Gravitational waveform accuracy requirements for current and future ground-based detectors

Next-generation (XG) Gravitational-Wave (GW) detectors of the coming decade, such as Cosmic Explorer and Einstein Telescope, will enable detailed studies of stellar mass binary black hole (BBH) mergers across the Universe. Accurate waveform models are crucial for inferring binary parameters, including black hole (BH) masses and spins from a GW signal. These models are created from numerical relativity (NR) simulations and semi-analytical expressions during the inspiral phase. We evaluate the limitations of current waveform models using multiple likelihood models to determine the signal-to-noise ratio above which systematic biases will dominate our inferences for prominent BBH systems, leading to potential wrongful scientific conclusions at higher sensitivities. For XG detectors, we will require semi-analytical waveform models to be at least two orders of magnitude more accurate and improvements of one order of magnitude for NR waveforms.

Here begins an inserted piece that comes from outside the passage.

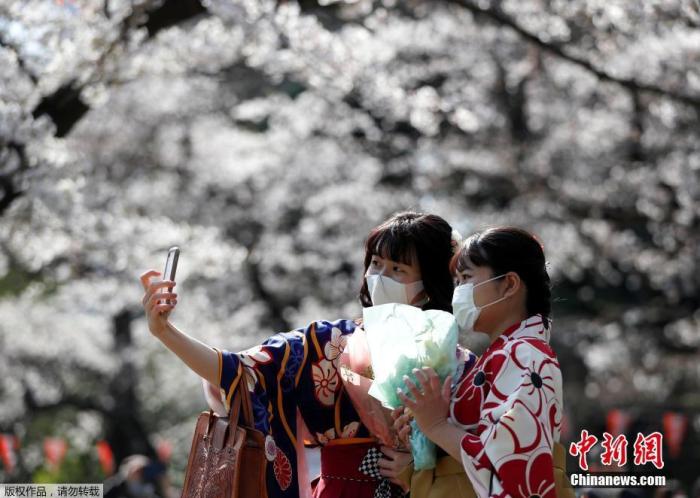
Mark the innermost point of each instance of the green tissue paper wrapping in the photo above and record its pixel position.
(403, 337)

Biases in the inferred mass, luminosity distance, inclination of the binary orbit, and spin parameters are significant for XG networks, which may impact future BH populations and cosmological studies. Addressing these challenges requires the development of more comprehensive and accurate waveform models, alongside crucial advancements in the efficiency of NR codes in the coming decade, to fully capitalize on the scientific potential of XG detector networks.